Take Additional Measures to Accommodate Family Members with Special Needs
There may be additional items that infants and the elderly require to maintain their safety during an emergency situation. In determining the needs of infants, factor in additional supplies such as formula, and extra water, if mother is breastfeeding, as well as diapers, wipes, bottles, baby food and any medications. For the elderly, ensure that any prescription medications are included in a first aid kit and that any medical devices the person relies on are available. It may become necessary to address what special needs may be required to transport these groups to safety such as car seats, wheelchairs, etc. Remember to factor in plans for pets as well. Many shelters and hotels do not allow pets so you'll need to determine where they can go in an emergency.

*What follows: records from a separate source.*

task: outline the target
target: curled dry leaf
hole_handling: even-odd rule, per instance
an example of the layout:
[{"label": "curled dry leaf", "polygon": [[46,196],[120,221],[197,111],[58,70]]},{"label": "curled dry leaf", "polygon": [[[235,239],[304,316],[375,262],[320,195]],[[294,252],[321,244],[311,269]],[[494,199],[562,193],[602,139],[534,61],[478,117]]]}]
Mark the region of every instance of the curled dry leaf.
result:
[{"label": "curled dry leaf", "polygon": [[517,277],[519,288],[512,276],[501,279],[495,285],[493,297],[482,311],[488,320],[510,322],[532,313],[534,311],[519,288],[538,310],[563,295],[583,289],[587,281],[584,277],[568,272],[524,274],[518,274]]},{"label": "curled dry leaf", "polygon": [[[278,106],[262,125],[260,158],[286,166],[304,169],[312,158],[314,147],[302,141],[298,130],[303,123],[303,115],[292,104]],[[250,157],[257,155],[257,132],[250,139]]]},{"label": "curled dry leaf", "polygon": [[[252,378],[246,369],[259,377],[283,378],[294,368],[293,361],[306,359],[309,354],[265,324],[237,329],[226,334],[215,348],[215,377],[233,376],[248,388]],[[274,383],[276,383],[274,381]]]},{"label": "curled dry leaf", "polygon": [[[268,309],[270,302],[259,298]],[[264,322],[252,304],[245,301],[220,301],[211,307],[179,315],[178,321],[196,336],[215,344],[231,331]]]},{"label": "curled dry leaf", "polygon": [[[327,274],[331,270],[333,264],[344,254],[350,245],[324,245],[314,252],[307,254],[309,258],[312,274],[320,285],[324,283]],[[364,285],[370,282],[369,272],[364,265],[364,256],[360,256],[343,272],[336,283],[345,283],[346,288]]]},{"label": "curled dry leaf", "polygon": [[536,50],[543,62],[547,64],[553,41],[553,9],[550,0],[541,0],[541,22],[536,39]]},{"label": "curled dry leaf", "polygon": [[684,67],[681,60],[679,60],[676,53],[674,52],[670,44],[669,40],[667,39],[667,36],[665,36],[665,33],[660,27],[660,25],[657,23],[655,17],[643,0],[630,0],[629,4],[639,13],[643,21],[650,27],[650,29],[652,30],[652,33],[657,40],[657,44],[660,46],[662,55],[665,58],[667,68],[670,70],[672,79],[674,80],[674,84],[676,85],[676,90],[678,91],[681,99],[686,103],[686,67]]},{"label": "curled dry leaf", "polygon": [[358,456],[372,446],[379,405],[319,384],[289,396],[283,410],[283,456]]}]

As stated in the beginning of this article, it is essential that families communicate with each other about what to do in an emergency and develop a safety plan. It is imperative that the safety plan developed is practiced and maintained throughout the year to ensure that it will continue to meet the needs of your family in an emergency situation. Identifying community and other resources ahead of time will provide us with the best possible chance of maintaining our safety. Get to know your neighbors; become involved in your neighborhood community association, so that in an emergency situation, resources can be pooled together. Having resources and support in place will ensure that we feel prepared and hopefully keep us calm and collected in the face of danger, whatever that may be.